Irmãos celebram formatura na UEL
Londrina - Foi embaixo de chuva que um grupo formado por 11 irmãos se reuniu ontem no calcadão da Universidade Estadual de Londrina (UEL) para tirar fotos e celebrar. Filhos de Albertina Silva de Moura e Bento Dias de Moura, ambos já falecidos, os animados irmãos Moura aproveitaram o feriadão para se reunir e registrar a imagem que concretiza a realização do maior sonho dos pais.

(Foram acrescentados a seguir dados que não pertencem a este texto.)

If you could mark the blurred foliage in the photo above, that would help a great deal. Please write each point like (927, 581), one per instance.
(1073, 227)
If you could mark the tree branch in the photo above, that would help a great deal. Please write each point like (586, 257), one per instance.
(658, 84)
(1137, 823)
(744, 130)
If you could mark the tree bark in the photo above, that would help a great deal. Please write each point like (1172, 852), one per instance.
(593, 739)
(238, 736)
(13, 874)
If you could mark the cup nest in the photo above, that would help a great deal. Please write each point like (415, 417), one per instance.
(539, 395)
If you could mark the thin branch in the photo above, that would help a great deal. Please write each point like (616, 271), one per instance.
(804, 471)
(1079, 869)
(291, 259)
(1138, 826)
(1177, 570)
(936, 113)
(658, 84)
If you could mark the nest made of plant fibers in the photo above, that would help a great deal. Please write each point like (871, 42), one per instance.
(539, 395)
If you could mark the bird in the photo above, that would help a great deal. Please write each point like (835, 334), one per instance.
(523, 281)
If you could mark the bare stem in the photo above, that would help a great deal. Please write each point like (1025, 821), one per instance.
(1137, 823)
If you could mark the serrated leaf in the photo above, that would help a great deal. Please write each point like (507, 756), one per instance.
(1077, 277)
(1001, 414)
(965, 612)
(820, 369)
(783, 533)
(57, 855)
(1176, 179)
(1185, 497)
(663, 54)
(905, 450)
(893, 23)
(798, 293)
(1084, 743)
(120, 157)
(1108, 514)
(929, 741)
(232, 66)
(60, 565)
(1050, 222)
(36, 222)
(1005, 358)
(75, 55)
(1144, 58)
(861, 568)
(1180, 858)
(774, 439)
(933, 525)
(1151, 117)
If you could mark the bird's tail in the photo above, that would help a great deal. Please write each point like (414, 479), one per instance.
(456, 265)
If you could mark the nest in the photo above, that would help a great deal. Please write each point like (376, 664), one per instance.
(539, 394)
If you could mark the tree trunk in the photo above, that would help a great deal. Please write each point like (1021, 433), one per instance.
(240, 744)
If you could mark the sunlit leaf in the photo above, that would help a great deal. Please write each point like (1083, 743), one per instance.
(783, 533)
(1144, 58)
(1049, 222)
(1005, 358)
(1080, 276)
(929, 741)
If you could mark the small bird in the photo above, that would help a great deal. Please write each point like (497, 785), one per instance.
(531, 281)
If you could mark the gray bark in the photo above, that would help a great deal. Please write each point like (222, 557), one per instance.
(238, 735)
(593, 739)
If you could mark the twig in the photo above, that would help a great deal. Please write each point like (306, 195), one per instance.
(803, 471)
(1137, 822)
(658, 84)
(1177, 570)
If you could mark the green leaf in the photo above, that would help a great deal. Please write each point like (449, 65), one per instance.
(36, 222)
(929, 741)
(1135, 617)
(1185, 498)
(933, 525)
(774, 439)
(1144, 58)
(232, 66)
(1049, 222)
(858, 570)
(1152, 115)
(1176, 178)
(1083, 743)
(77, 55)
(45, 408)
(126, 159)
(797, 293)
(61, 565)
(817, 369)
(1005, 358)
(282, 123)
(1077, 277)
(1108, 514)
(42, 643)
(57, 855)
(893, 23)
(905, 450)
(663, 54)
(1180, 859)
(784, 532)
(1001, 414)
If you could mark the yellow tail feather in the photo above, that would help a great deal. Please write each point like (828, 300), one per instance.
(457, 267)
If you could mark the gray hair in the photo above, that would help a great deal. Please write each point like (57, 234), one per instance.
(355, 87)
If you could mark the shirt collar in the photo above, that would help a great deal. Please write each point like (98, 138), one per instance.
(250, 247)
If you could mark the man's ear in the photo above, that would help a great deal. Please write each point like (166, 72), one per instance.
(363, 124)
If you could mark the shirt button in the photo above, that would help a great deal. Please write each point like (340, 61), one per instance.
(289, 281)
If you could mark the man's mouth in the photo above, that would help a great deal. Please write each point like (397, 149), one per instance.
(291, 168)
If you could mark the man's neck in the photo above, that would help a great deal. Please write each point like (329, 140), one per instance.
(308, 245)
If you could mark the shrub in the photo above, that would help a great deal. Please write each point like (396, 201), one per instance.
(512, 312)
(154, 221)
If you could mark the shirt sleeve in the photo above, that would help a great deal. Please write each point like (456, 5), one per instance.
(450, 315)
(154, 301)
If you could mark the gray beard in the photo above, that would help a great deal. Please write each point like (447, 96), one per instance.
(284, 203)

Ainda na década de 70, o farmacêutico autodidata Bento traçou para os filhos um plano ambicioso: todos eles iriam se formar na UEL. O patriarca não viveu para ver o sonho realizado. Faleceu vítima de um infarto quando os dois filhos mais velhos estudavam medicina. Com muita garra e perseverança, a dona de casa Albertina continuou lutando para garantir um diploma a cada filho. Demorou, mas ela conseguiu. João (médico), Mateus (médico), Angélica (psicóloga), Marcos (médico), Lucas (dentista), Salomé (enfermeira e psicóloga), Pedro (dentista), Isabel (enfermeira), Ester (educadora física), Ezequias (dentista) e Dulcinéia (engenheira) se graduaram pela Universidade Estadual de Londrina e, ontem, se reuniram para tirar a foto histórica de todos com os diplomas, em uma bela homenagem os pais.
A ideia de fazer a reunião partiu do primogênito João, que ao completar 60 anos escreveu uma carta aos irmãos. "O tempo estava passando e a gente não conseguia se reunir para tirar a foto. Escrevi lembrando que estávamos todos vivos e precisávamos aproveitar esse tempo", conta ele, que foi também o irmão que veio de mais longe para o encontro, do município Luís Eduardo Magalhães, na Bahia. A última vez que eles tinham estado todos juntos foi em 1992, em uma festa de Natal.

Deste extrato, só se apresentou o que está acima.